The Chinese government under it’s vision – ‘Made in China 2025’ has invested hundreds of billions of dollars into their economy to provide direct funding, low interest loans, tax breaks and export subsidies to rejuvenate the country’s private sector. They also have controversial policies like forced transfer agreements; under which foreign companies are forced to enter into joint ventures to invest in China and share their sensitive intellectual property with their Chinese partners. This allows Chinese companies easy access to cutting edge technologies by skipping the innovation process and then replicating IPs into brand new clones of western origins. Praveen Sinha feels India’s policy makers can take a leaf out of China’s playbook by drafting policies which finally incentivise and strengthen our local companies. Availability of loans at attractive lending rates, export subsidies and reduced taxes would be a much needed boost in the post-COVID economy. NBFC’s are a key source of liquidity for cash-starved MSMEs in the current crisis, and Praveen Sinha welcomes Finance Minister Nirmala Sitharaman’s allocation of a huge chunk of the recent economic stimulus to this sector. He however adds that stimulus can only ensure that these enterprises can stay afloat in the short term, but there is the urgent need of more complimentary financial packages to set the wheels in motion for an ‘Aatmanirbhar Bharat’

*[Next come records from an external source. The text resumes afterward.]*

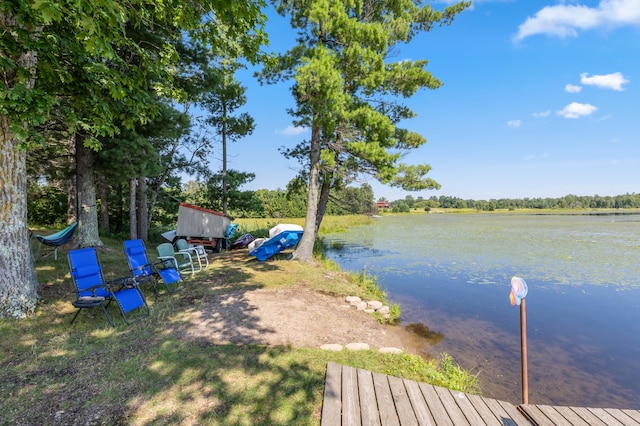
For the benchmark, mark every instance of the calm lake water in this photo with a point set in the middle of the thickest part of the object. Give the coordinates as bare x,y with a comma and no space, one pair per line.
452,273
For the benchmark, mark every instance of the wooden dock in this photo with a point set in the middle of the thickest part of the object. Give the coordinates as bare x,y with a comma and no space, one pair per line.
359,397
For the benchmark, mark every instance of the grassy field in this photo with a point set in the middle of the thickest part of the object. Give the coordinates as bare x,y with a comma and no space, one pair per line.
89,373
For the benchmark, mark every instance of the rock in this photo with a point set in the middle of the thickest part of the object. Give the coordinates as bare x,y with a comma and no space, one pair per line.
361,306
333,347
390,350
357,346
374,304
384,310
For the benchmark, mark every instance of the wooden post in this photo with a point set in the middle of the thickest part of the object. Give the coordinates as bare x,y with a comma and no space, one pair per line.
523,351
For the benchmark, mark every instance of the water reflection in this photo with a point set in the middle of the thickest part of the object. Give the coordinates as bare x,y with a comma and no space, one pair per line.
583,306
423,331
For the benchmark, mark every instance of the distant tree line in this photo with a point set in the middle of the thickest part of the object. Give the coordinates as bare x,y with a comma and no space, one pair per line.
48,203
626,201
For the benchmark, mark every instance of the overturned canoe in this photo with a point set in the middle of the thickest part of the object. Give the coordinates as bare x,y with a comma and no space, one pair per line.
282,237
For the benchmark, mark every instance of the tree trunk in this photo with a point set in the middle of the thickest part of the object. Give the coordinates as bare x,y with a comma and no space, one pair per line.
72,190
87,233
118,225
143,225
304,251
133,226
18,282
324,199
104,205
224,158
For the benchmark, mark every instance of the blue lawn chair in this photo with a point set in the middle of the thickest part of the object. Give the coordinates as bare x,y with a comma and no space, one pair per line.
93,291
145,271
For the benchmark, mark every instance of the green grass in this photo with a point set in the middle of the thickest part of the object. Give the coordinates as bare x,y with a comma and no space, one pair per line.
150,373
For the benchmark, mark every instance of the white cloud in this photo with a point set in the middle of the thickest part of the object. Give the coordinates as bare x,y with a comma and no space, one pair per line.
571,88
609,81
541,114
577,110
292,131
566,20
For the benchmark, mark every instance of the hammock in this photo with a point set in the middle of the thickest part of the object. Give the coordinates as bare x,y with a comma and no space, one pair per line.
57,239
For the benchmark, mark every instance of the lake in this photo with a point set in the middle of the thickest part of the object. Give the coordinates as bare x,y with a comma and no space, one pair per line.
451,275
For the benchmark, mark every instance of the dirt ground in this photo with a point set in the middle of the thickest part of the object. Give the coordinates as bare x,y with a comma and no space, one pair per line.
297,317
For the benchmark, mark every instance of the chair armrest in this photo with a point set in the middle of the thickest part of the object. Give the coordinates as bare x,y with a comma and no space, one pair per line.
170,260
187,250
185,255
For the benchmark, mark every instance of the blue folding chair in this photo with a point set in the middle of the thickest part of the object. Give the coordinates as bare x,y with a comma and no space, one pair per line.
93,291
145,271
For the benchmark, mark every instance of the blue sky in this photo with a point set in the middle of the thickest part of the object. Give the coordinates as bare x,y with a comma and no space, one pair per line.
540,99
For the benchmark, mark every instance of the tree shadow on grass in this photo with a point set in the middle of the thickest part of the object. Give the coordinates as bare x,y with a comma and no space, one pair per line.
157,371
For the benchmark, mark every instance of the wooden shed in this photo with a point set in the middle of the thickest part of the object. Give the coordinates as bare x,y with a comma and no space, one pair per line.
202,226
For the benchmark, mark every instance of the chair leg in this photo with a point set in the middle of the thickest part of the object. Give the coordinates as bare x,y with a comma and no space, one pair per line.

The final challenge according to Praveen Sinha is consistency – the need to deliver with each release and stay relevant in an extremely competitive market. Today, Indian corporates like ITC, Tata and Reliance are successful because they have consistently delivered quality products across a variety of segments at competitive rates, matching their foreign competitors at every step of the game.
Companies cannot take the current sentiment for granted and deliver substandard products. They will have to overperform and emerge as the default choice of the consumer, which is easier said than done. The economy has slowly started to move and only those who are willing to take maximum advantage of favorable sentiments and opportunities will be rewarded, concludes Sinha.